BICYCLE BUSINESS BOOMING

Pandemic fuels surge in bike sales with some shops running out of stock

https://www.winnipegfreepress.com/business/bicycle-business-booming-570608572.html  

UNLIKE some retailers who are worrying about how to convince people to come back to the stores, bike shops are facing a whole other problem — running out of stock.

Demand is not the problem. Bike shops that have been around for decades are experiencing something they have never seen before — people queuing up to get in. But some are worried about what they’ll have left to sell as the summer months kick in.

The lineups are partly a result of the social-distancing regulations once customers are in the store, but demand for all things biking is spiking.

Riding a bicycle sits in one of the few sweet spots in the world of COVID-19-enforced social distancing, but shop owners are having to deal with the extra pressures of keeping their workplace up to the new safety and health standards in addition to dealing with a surge in cycling enthusiasm.

“I don’t think you can find many ladies bikes in the whole city,” said Brian Burke, longtime owner of Olympia Cycle & Ski on St. Mary’s Road. “I have sold out and reordered and then sold them out even before they arrived.”

Like many other popular consumer goods, bicycle manufacturing has succumbed to the global supply chain that is now almost exclusively based in Asia.

Tim Woodcock, owner of Woodcock Cycle Works, said: “It doesn’t matter if the bike is made in Taiwan or Bangladesh or Vietnam, most of the parts come from China.”

Shipments of all things from China was disrupted months ago by the coronavirus lockdown that happened there first, and shipments have still not caught up.

Coupled with the fact prime biking weather is now upon us, more people have more time to ride. That means shop owners are scrambling to deal with an unusual confluence of high demand, limited supply and a scenario where they can only have so many people in the stores at once.

“I’m a little stressed,” Woodcock said.

He said he prides himself and his store on being focused on customer service and now he’s forced to make people wait outside. Then there’s the added pressure of discouraging excessive window shopping, what with the lineups outside.

Claude Brunel, owner of Lifesport on Henderson Highway, could barely stop to take a call from a reporter.

“I can’t get bikes, that’s the problem,” he said. “All the bikes are made in China.”

Woodcock, who acts as an adviser to a Chinese bicycle manufacturer, had a good perspective on market development early on and made the decision to stock up on supply, ordering more earlier in the year than he typically might.

“There’s normally three major shipping windows,” he said. “We realized by the time the second and third shipping window came along vendors probably would not be able to supply us. So we took as many as we could to have them later if there was a shortage.
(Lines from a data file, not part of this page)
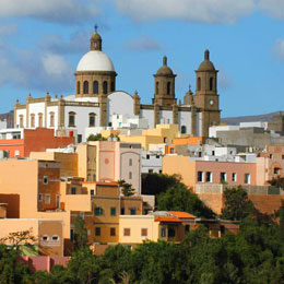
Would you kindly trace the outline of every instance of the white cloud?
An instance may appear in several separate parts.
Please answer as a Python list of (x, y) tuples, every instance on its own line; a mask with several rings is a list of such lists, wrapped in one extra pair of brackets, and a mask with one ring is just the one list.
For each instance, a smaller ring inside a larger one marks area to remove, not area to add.
[(131, 39), (129, 42), (126, 42), (126, 47), (130, 50), (159, 50), (162, 49), (162, 45), (149, 37), (149, 36), (141, 36), (139, 38)]
[(268, 12), (270, 15), (284, 20), (283, 0), (258, 0), (258, 8)]
[(272, 47), (272, 52), (280, 59), (284, 60), (284, 39), (276, 39), (274, 46)]
[(17, 32), (17, 24), (10, 23), (10, 24), (1, 24), (0, 25), (0, 36), (10, 36), (14, 35)]
[(203, 23), (234, 23), (249, 14), (255, 0), (113, 0), (135, 21), (175, 19)]
[(78, 23), (98, 14), (90, 0), (1, 0), (1, 17), (29, 17), (46, 22)]

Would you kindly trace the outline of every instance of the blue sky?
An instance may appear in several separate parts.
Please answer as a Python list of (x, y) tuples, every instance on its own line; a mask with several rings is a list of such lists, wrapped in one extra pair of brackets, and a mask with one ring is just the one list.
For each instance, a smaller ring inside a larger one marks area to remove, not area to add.
[(0, 0), (0, 113), (40, 97), (74, 93), (94, 25), (111, 58), (117, 90), (142, 103), (164, 55), (182, 99), (203, 52), (218, 73), (222, 117), (284, 110), (283, 0)]

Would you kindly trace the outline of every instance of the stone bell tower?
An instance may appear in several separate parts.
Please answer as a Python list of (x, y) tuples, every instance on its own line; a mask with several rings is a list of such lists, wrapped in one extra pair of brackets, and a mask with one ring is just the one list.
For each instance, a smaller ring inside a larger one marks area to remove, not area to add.
[(163, 58), (163, 66), (157, 70), (155, 78), (155, 93), (153, 104), (173, 106), (177, 104), (175, 95), (175, 78), (173, 70), (167, 66), (167, 57)]
[(202, 111), (202, 137), (209, 135), (209, 128), (220, 123), (220, 106), (217, 94), (217, 70), (210, 61), (210, 51), (205, 50), (197, 74), (194, 105)]

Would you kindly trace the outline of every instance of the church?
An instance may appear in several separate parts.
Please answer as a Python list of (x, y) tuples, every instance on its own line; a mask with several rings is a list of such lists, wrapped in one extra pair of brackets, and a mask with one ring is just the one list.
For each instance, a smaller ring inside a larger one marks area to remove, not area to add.
[[(151, 105), (141, 103), (135, 92), (116, 91), (116, 76), (111, 59), (103, 51), (103, 39), (95, 31), (90, 51), (78, 63), (75, 94), (34, 98), (29, 94), (25, 104), (14, 105), (15, 128), (50, 128), (56, 133), (73, 133), (76, 142), (86, 140), (85, 130), (113, 126), (116, 116), (143, 119), (147, 128), (158, 123), (177, 123), (181, 133), (208, 137), (209, 127), (220, 123), (217, 70), (205, 50), (204, 60), (196, 71), (196, 94), (188, 91), (184, 103), (177, 103), (176, 74), (163, 58), (163, 66), (154, 74), (154, 97)], [(91, 131), (92, 132), (92, 131)]]

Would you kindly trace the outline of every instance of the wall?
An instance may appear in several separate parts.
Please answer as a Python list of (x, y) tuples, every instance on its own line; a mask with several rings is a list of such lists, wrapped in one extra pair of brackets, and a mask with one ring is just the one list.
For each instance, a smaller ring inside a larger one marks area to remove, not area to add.
[[(123, 229), (130, 228), (130, 236), (123, 236)], [(147, 229), (147, 236), (141, 236), (141, 229)], [(119, 216), (119, 242), (120, 244), (142, 244), (143, 240), (157, 241), (158, 222), (153, 215), (120, 215)]]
Now we are starting to see those shortages.”

But even with that kind of planning, Woodcock said they are still scrambling to keep bikes on the shop floor.
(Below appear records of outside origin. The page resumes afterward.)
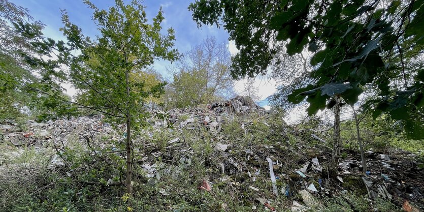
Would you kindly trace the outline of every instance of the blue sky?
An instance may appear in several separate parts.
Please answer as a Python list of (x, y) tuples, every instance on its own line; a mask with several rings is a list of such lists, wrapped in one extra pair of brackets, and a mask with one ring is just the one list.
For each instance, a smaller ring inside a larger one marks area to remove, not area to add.
[[(82, 0), (10, 0), (16, 5), (29, 10), (29, 14), (34, 19), (41, 21), (46, 25), (44, 34), (48, 37), (56, 40), (63, 40), (59, 28), (62, 26), (60, 20), (60, 10), (66, 10), (70, 19), (73, 23), (82, 29), (83, 33), (90, 37), (94, 37), (97, 34), (96, 26), (91, 20), (92, 10), (83, 3)], [(191, 13), (187, 7), (194, 0), (170, 1), (150, 0), (143, 2), (146, 8), (146, 13), (149, 19), (156, 14), (160, 7), (164, 12), (165, 20), (162, 23), (164, 29), (172, 27), (175, 30), (175, 48), (181, 53), (184, 53), (195, 45), (200, 44), (207, 37), (215, 37), (219, 42), (229, 45), (230, 52), (234, 53), (237, 49), (234, 43), (228, 41), (229, 35), (222, 28), (218, 28), (216, 26), (203, 26), (198, 28), (191, 19)], [(126, 3), (128, 3), (126, 1)], [(114, 5), (114, 0), (91, 0), (95, 5), (100, 9), (107, 9)], [(166, 68), (171, 64), (167, 62), (159, 61), (155, 63), (154, 68), (164, 76), (169, 77)], [(275, 90), (274, 84), (264, 83), (258, 79), (257, 86), (263, 99), (265, 99)], [(236, 90), (242, 87), (243, 81), (238, 82)], [(268, 104), (267, 101), (261, 102), (261, 105)]]

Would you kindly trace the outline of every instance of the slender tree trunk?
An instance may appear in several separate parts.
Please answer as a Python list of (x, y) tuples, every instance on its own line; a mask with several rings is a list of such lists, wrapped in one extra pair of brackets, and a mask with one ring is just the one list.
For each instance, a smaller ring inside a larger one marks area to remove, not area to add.
[(126, 193), (128, 195), (133, 194), (133, 187), (131, 186), (131, 176), (132, 167), (131, 164), (131, 119), (128, 116), (126, 118)]
[[(129, 71), (127, 71), (125, 73), (125, 81), (126, 82), (126, 95), (128, 98), (127, 101), (126, 107), (130, 107), (129, 104)], [(133, 186), (131, 185), (131, 176), (132, 175), (133, 167), (131, 160), (131, 114), (129, 112), (129, 109), (126, 109), (126, 144), (125, 146), (125, 150), (126, 150), (126, 180), (125, 184), (126, 185), (126, 193), (129, 196), (132, 196), (133, 195)], [(130, 200), (128, 200), (128, 205), (131, 205), (131, 202)]]
[(334, 106), (334, 129), (333, 141), (333, 155), (331, 157), (330, 169), (335, 171), (339, 165), (339, 158), (340, 156), (340, 97), (336, 96), (334, 100), (337, 103)]
[(358, 120), (356, 112), (355, 111), (355, 108), (353, 105), (352, 110), (353, 111), (353, 117), (355, 118), (355, 125), (356, 127), (356, 136), (358, 139), (358, 143), (359, 144), (359, 150), (361, 152), (361, 160), (362, 161), (362, 172), (365, 173), (367, 171), (367, 163), (365, 162), (365, 154), (364, 153), (364, 146), (362, 145), (362, 139), (361, 138), (361, 135), (359, 133), (359, 120)]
Most shops are operating on reduced hours, and it may be just as well, because it gives them the chance to have mechanics in at night assembling bikes and also dealing with the overwhelming demand for repairs.

“We’re getting bikes (to repair) that don’t look like they have been on the road for 20 years,” Woodcock said.

At Olympia, Burke said he’s been hiring repair people who are working every night from 5 to 10 p.m.

“We have adapted,” he said. “You have to adapt.”

Walter Jozwiak, owner of Lifesport on Pembina Highway, said the supply crunch is unprecedented.

“It’s like selling Coca Cola and you’ve run out of Coke,” he said. “I was saying to one of my staff, ‘what am I going to do two weeks from now?’” In addition to running out of women’s bikes, popular-priced models — between $500 and $800 — are what people are looking to buy. Many say the “exotic” bikes that can cost as much as $4,000 are not what people are looking to buy.

“It is a problem for everybody in the industry,” Jozwiak said. “We didn’t realize the general population would need something to do and this is one of the few activities that they can do in a safe mode. That’s what’s happening.”